Deep Learning with Audio Thread

zachcaceres · April 26, 2019, 4:09pm

BTW, you can already use the frequency and time cutout-style augmentations if you go to the SpecAugment repo. only time_warp is taking longer. The notebook is still a bit messy but you can copy the functions which will work well with the existing fastai audio stuff.

MadeUpMasters · April 26, 2019, 4:41pm

Right now speech, but I’m setting up two smallish test sets, one for noise and one for speech to try to

find the best results I can get with various transforms and see which actually help.

I’ve been just augmenting the spectro after with all other transforms (except padding) turned off. So for each epoch I should be getting the same base spectro (regenerating them each time which is inefficient since I’m not using any of the pre transforms), and then getting a different end spectrogram because specAugment.

I thought that too but it can’t be the Audio() listener because it is happening on the spectrograms. I actually think that one (or maybe a more complex version that augments different parts of the clip to simulate various levels of volume at different points) may be worth keeping. I think it’s worth fixing and testing. For now I can simulate it by adding a constant to the tensor to lower volume, but I can’t wrap my head around how to increase the volume in that same way without altering pitch. There must be some good way to do it though, maybe @hwasiti knows?

kodzaks · April 26, 2019, 4:44pm

I use GCP that I set up following part 1 instructions, do I need to update fast.ai so it will have audio part or will it grab these functions automatically?

zachcaceres · April 26, 2019, 5:06pm

Right now fastai hasn’t incorporated audio into the real library. So you’d have to use the separate fastai-audio repo (on my Github) that everyone has been contributing to. Hopefully in this next week can find out how it’s going to end up as a real library

ThomM · April 26, 2019, 6:36pm

Not at a computer so can’t check, but have you looked at the values in the spectrograms? It would make sense that the pictures look the same if they were just increased by a constant.

I’m not very convinced that volume is a fundamentally meaningful thing to target for augmentation anyway. For a start, it doesn’t generally map to a “semantic” difference at least for speaker/voice classification - the same word is the same word no matter how loud you say it*. I would rather just not include this as an augmentation than worry about why it doesn’t seem to be working.

*Things might be different if you were targeting eg. emotion in speech or non-speech sounds - volume is certainly interesting in plenty of contexts, just not for speaker or word or phoneme classification.

MadeUpMasters · April 26, 2019, 6:42pm

Does anyone have any experience with the math behind adding spectrograms together? Now that we’re working on applying transformations directly to spectrograms, it might be useful to convert some of these transformations that are signal-based to being spectro-based.
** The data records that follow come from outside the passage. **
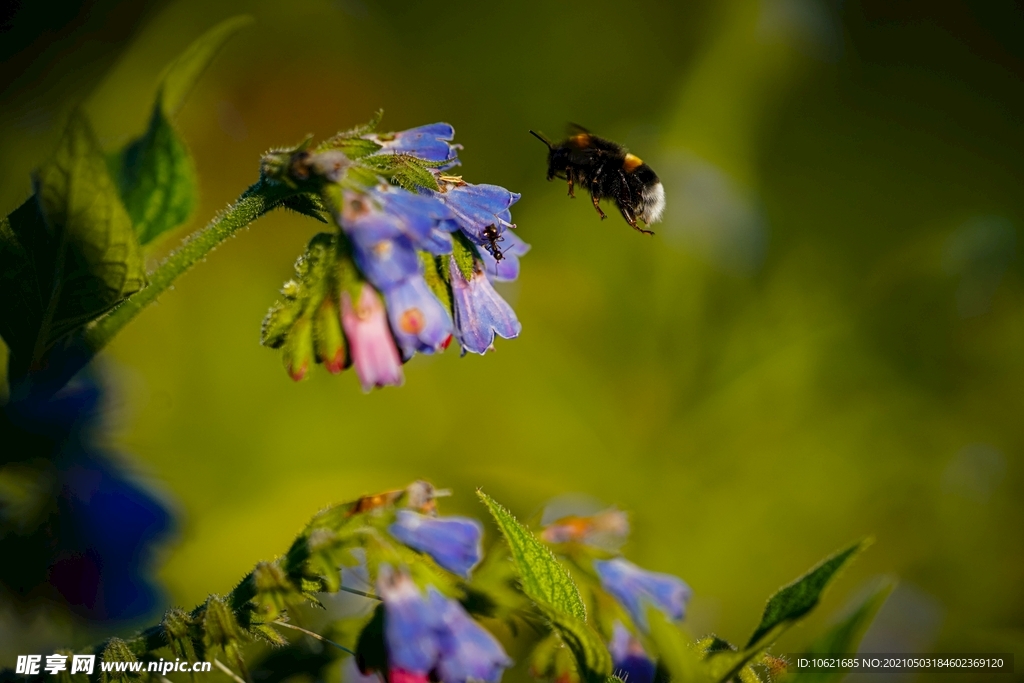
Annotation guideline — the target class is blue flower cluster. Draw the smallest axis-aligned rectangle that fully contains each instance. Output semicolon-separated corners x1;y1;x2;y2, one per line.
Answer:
280;123;529;391
541;508;691;683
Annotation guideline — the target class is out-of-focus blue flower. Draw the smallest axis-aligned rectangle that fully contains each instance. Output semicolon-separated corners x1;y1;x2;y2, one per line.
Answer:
377;566;440;674
368;184;458;255
384;276;452;359
431;181;521;246
449;258;522;353
0;370;173;621
427;587;512;683
608;622;654;683
367;123;462;170
272;123;529;389
377;566;512;683
478;230;529;283
594;557;690;630
388;510;483;579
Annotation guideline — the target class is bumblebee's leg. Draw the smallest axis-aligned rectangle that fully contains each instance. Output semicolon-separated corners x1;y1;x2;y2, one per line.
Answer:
617;202;654;234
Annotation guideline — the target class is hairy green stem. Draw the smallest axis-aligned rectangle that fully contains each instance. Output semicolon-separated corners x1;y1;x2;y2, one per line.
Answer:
83;180;297;357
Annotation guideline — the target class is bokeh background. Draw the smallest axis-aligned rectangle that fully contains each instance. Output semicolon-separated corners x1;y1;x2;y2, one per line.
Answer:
0;0;1024;669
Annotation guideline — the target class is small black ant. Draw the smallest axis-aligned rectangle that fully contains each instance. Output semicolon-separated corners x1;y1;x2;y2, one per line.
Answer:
483;224;505;261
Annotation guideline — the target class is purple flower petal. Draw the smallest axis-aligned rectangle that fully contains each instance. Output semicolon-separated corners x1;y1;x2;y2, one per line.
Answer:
608;622;654;683
388;510;483;579
384;276;452;358
427;587;512;683
449;258;522;353
341;285;402;391
377;565;441;674
478;230;529;282
594;557;690;630
369;123;461;170
370;185;455;254
431;182;521;245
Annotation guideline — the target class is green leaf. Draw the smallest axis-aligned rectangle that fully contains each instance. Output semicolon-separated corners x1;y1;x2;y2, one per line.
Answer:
159;14;253;118
787;582;895;683
115;101;199;245
281;193;328;223
442;230;477;281
476;490;611;683
420;251;453;315
0;112;145;372
113;16;252;245
476;490;587;622
0;197;53;370
359;154;446;193
746;540;869;649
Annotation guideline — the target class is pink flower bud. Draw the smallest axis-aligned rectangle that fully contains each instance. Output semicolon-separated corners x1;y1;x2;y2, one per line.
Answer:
341;285;402;392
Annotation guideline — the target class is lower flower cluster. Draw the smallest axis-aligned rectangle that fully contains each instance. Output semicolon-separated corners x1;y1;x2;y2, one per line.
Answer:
263;117;529;391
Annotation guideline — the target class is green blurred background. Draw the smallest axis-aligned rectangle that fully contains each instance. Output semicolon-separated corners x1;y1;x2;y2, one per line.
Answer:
0;0;1024;669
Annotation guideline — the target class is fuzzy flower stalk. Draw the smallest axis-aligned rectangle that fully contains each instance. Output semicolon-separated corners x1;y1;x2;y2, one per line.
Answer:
262;117;529;391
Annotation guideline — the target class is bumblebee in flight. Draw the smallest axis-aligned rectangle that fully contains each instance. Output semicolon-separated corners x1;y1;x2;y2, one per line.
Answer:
529;126;665;234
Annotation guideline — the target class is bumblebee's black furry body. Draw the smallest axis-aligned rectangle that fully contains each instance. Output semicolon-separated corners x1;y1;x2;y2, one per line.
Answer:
530;127;665;234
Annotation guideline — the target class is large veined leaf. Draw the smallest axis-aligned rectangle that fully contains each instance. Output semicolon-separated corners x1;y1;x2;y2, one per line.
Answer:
746;541;868;649
476;490;587;621
476;490;611;683
0;112;145;371
112;16;252;244
790;583;894;683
Let’s call spectrogram sg() for simplicity. I was wondering if sg(signal) + sg(white noise) = sg(signal + white_noise).

It doesn’t, but with some tweaking it can be close. If we do a sg with to_db_scale=False, and then add them together, before applying SPEC2DB, we get almost identical outputs, as seen below. That means we could almost certainly unpack the log math in SPEC2DB and find a way to sum for that transform, and then directly apply the transformation to the sg. In images below, all math is done on sg generated with to_db_scale = False, but for the image display I first passed the underlying sg to SPEC2DB because it’s a better comparison. The bottom two are very close but not the same.
(spectro_ex2.squeeze()-spectro_sum.squeeze()).abs().mean() is 0.014 for tensors with means of 0.35, so there’s about a 2.5% difference.

sg(original_clip)

sg(white_noise)

sg(sample + white_noise)

sg(sample) + sg(white_noise)

MadeUpMasters · April 26, 2019, 6:46pm

Isn’t this exactly what we are looking for with augmentations though? We seek a change that could possibly turn up in our test set, but that wouldn’t change the classification itself. For instance when he horizontally flip a cat, it’s still a cat. I’m not sure volume is going to be a great augment either though. One way to test it would be taking an already trained model (like I have for tensorflow speech), reducing the volume of some test set samples by various percents and seeing if accuracy falls.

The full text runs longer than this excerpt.